The killing had occurred in the hallowed precincts of Belgravia itself. At 10:30 one night, the estranged wife of Lord Lucan, the great-great-grandson of the misguided commander who ordered the charge of the Light Brigade, burst through the door of the Plumbers' Arms, a pub near her house. With blood spurting from several head wounds, she screamed: "Murder! Murder! I think my neck has been broken. He tried to kill me. I think I am dying." Actually Lady Lucan, 35, was not grievously wounded. When police searched her five-story town house, however, they found the body of the family's 29-year-old nanny stuffed into a canvas bag in the dining room; her head and body bore the marks of a fatal beating.
Lucky Lucan. With its usual discretion, Scotland Yard first announced that it was looking for Lord Lucan, 39, to inform him of the unhappy events that had taken place in his house. Since separating from his wife a year ago, he had been living in a flat close to the town house in order to be near his three children. When he failed to answer its inquiry, the Yard became somewhat more insistent and said that it was seeking him to "help with police inquiries." Finally police issued a worldwide alert and charged the Seventh Earl of Lucan with murder and attempted murder. At the same time, his many aristocratic friends were sternly warned that they would be charged as accessories if they attempted to hide him.

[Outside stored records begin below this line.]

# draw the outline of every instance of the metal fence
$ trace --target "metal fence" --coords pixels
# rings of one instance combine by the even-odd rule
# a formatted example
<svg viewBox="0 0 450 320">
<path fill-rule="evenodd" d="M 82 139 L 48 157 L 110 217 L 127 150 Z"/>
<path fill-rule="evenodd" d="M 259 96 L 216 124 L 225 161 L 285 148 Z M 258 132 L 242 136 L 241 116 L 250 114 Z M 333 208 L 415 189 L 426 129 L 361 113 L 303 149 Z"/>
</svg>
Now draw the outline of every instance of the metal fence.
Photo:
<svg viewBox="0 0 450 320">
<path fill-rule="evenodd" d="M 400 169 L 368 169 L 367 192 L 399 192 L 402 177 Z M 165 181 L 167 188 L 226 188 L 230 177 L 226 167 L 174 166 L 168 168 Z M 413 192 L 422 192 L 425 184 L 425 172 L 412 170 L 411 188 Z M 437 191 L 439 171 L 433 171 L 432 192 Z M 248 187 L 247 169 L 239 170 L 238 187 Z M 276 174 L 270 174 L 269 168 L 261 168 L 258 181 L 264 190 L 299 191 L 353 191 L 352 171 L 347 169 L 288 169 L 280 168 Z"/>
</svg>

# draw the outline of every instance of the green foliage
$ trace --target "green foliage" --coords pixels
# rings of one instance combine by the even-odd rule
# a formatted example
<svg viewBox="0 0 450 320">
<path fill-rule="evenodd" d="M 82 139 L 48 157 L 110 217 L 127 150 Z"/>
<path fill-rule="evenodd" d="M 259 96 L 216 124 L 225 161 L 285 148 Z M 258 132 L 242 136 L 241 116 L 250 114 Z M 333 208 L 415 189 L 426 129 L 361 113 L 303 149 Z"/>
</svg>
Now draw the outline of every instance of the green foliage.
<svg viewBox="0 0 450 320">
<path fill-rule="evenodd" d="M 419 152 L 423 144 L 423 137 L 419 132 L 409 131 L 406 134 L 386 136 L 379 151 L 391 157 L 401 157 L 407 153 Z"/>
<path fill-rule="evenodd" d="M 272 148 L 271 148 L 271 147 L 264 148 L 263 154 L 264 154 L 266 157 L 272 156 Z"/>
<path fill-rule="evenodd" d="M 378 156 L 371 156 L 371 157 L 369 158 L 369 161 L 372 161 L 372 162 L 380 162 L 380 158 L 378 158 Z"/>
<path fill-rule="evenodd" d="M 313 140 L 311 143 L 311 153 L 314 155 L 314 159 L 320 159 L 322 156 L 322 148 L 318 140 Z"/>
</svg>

Handsome and visibly upper-crust --a film producer once sought him to play the part of James Bond--Lord Lucan was thought by his friends to be the quintessence of the civilized aristocrat, a man who would raise his voice only to protest a spoiled claret or bemoan a bad shot at a grouse on the moors. After serving in the Coldstream Guards and undertaking a short, unspectacular career in business, he had retired on his $250,000 inheritance to carry on more engrossing pursuits, notably golf, skiing, the hunt and chemin de fer at Mayfair gaming clubs. His success at the tables won him the name "Lucky Lucan."
His married life came unstrung last year, according to friends, when the stormy temper and uncertain moods of Lady Lucan, the former Veronica Duncan, drove him from the house. Some emotional scenes followed, and the judge in charge of the case made their children wards of the court, although they remained at home with their mother.
Some noted that the nanny bore a close resemblance to Lady Lucan, and there was speculation that the murderer, in the dark or in his anger, may have mistaken her for Lady Lucan, who then surprised him by suddenly appearing on the scene. Perhaps the only person who can clear matters up is Lord Lucan. At week's end he was still being sought, and there were rumors that he was either outside the country or had done "the honorable thing," as one of his friends phrased it, and had shot himself.